Nosso dia das mães


Talvez cada um de nós que tivemos a sorte de ter uma figura materna presente em nossa vida guarde em si um dia das mães que é só nosso. Não falo, portanto, do segundo domingo de maio, data que, por alegre que seja, vem de fora pra dentro e pouco diz do momento em que, pela primeira vez, reparamos conscientemente na mulher que ao menos durante certo tempo nos guiou em vários aspectos.

Falo do instante — a depender de cada um, mais ou menos duradouro, mais ou menos feliz, mais ou menos encoberto pelo pó do passado distante — que, por alguma razão pouco clara, se nos impõe como a mais evidente das constatações: esta mulher importa para mim.

Nunca assumira a ninguém e, embora isso sempre tenha rondado meu imaginário, apenas nestes últimos dias conferi forma mais nítida a este que é, então, o meu dia das mães.

Eu era pequeno, cinco, seis, sete anos. Morávamos naquela casa enorme que dava de fundo para todos os meus sonhos. Casa-jardim, casa-goiabeira, casa-casa. Havia muitas festas lá. Normalmente, criança que era, me punham a dormir cedo, mas neste dia, sabe-se lá por que razão, acordei-me no meio da noite, ou não dormi, vá saber. Desci as escadas que ligavam os quartos aos demais ambientes e, no terraço, vi minha mãe. Sentada, quieta, reflexiva como, acho, nunca a havia visto. Ela que à época era pura pressa, sem tempo pra si.

Não havia mais ninguém por ali, a festa já terminara em todos os seus componentes, exceto um: tocava — em alto volume reproduzido por umas caixas de som revestidas em madeira clara, lembro-me tanto dessas duas caixas... — uma canção entoada por uma voz  deveras imponente. Era Maria Bethânia, hoje sei. "Fera ferida" ou "Canções que você fez pra mim"? Seguramente, uma das duas, talvez ambas, reproduzidas em sequência. Minha mãe chorava, pela primeira vez diante de meus olhos conscientes. Choro sem desespero, sem soluços descompassados, choro denso de lágrimas pesadas.

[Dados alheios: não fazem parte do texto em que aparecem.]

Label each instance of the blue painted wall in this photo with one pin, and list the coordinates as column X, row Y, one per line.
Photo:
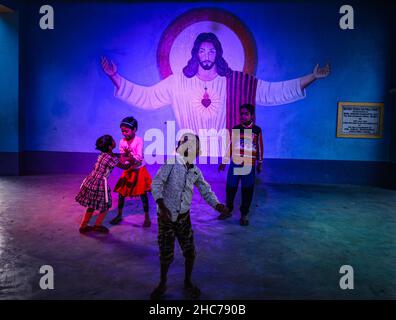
column 69, row 101
column 9, row 82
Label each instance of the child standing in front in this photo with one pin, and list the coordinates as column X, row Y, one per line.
column 94, row 192
column 135, row 181
column 246, row 155
column 172, row 190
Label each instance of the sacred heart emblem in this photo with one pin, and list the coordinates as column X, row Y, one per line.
column 206, row 101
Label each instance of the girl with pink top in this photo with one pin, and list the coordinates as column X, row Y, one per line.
column 135, row 181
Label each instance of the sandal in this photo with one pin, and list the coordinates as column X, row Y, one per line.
column 158, row 292
column 116, row 220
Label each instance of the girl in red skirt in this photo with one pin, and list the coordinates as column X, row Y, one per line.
column 135, row 181
column 95, row 194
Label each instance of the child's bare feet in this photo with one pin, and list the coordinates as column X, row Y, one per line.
column 147, row 223
column 116, row 220
column 158, row 292
column 223, row 216
column 101, row 229
column 192, row 290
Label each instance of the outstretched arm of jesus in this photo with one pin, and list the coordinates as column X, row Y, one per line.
column 153, row 97
column 282, row 92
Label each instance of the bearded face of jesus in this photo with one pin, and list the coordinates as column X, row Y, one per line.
column 207, row 55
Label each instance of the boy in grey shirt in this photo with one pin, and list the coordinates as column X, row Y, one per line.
column 172, row 189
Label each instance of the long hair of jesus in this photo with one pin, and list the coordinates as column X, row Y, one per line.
column 222, row 67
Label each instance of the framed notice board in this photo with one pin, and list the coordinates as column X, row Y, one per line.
column 360, row 120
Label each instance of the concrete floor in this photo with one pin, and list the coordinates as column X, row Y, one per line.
column 298, row 238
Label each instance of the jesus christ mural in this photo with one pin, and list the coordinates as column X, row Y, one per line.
column 207, row 94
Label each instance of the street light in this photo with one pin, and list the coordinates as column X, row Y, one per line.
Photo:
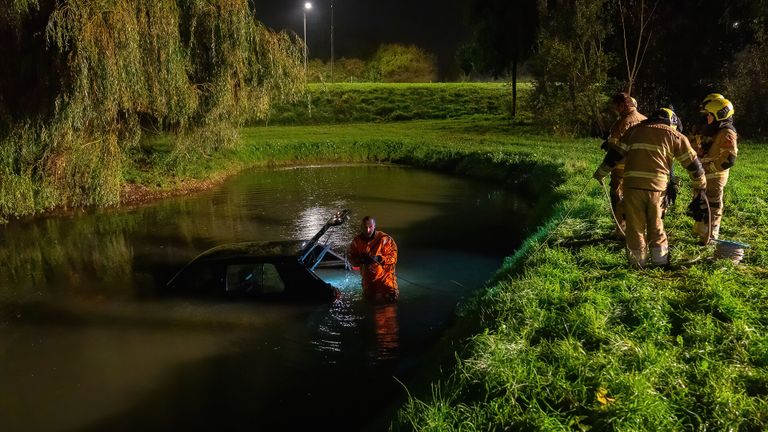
column 307, row 6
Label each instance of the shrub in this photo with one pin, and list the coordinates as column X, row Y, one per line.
column 570, row 69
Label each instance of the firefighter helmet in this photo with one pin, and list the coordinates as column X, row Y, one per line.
column 721, row 109
column 668, row 117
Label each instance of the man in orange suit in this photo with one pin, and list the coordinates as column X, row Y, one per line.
column 375, row 252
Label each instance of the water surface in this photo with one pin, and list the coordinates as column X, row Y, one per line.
column 89, row 341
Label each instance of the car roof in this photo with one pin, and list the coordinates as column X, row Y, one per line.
column 250, row 250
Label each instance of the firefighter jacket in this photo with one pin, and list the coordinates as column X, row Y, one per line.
column 378, row 277
column 628, row 119
column 719, row 155
column 648, row 150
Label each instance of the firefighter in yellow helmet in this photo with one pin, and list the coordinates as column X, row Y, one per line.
column 626, row 107
column 718, row 152
column 648, row 150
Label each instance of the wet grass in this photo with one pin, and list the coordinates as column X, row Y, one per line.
column 570, row 338
column 365, row 102
column 566, row 337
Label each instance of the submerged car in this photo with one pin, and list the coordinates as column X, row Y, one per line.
column 265, row 271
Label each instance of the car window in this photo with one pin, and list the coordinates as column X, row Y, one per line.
column 254, row 279
column 272, row 282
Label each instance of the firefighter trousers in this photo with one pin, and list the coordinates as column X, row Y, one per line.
column 645, row 229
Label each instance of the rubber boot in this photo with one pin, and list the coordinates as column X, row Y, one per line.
column 702, row 230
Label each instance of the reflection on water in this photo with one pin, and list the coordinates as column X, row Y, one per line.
column 90, row 341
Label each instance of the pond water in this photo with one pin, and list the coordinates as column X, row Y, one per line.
column 88, row 341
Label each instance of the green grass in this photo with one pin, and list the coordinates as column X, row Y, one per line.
column 363, row 102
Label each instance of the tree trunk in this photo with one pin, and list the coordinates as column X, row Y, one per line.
column 514, row 84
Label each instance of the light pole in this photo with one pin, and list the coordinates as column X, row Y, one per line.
column 307, row 7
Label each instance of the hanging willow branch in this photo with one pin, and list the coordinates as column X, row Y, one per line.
column 643, row 40
column 196, row 69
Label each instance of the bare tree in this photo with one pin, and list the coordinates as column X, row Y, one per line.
column 645, row 32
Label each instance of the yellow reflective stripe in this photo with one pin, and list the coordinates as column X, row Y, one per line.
column 685, row 157
column 643, row 146
column 717, row 174
column 644, row 174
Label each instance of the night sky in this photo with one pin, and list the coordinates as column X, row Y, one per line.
column 362, row 25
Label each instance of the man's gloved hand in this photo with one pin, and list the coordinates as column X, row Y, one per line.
column 392, row 296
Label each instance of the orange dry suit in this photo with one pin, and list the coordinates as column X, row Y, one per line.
column 648, row 150
column 718, row 153
column 379, row 279
column 628, row 118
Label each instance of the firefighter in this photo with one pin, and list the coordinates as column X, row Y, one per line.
column 626, row 107
column 648, row 150
column 375, row 252
column 718, row 154
column 698, row 140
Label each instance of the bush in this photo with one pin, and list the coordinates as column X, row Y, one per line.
column 401, row 63
column 747, row 87
column 570, row 69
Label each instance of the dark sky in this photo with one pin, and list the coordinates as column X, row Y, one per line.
column 362, row 25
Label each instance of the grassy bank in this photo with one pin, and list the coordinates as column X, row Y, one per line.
column 365, row 102
column 567, row 337
column 72, row 177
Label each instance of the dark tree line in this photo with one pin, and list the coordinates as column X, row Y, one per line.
column 694, row 48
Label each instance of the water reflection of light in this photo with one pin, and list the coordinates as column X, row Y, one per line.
column 310, row 220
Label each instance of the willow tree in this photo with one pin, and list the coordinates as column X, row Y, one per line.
column 118, row 70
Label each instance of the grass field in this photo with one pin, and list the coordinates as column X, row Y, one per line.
column 566, row 337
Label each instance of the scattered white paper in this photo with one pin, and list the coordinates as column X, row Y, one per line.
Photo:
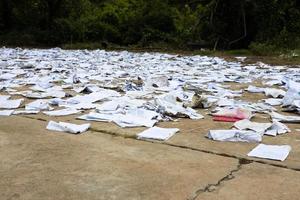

Que se passou ali? Terá sido o traço de fragilidade — ou melhor, de força, porque aquele tipo de choro é sempre edificante — manifestada que me informou da condição humana de minha mãe, cativando-me? Ou terá sido o simples estado sossegado, lento, que até então eu não havia constatado naquela pessoa, que me fez entender que mãe é um ser mesmo muito cheio de nuances? Ou serão estas hipóteses claras demais, acadêmicas demais, de tal modo que o mais adequado fosse manter este instante vivo justamente no que ele tem de esbatido e misterioso? Vá saber.

Seja como for, ali nasceu o meu dia das mães. Cada um de nós há de ter um: escondido, rebuçado, porém vivo. Comemoro a data quando ouço alguma das duas canções entoada pela Bethânia. Vem um bicho e me belisca, mãe.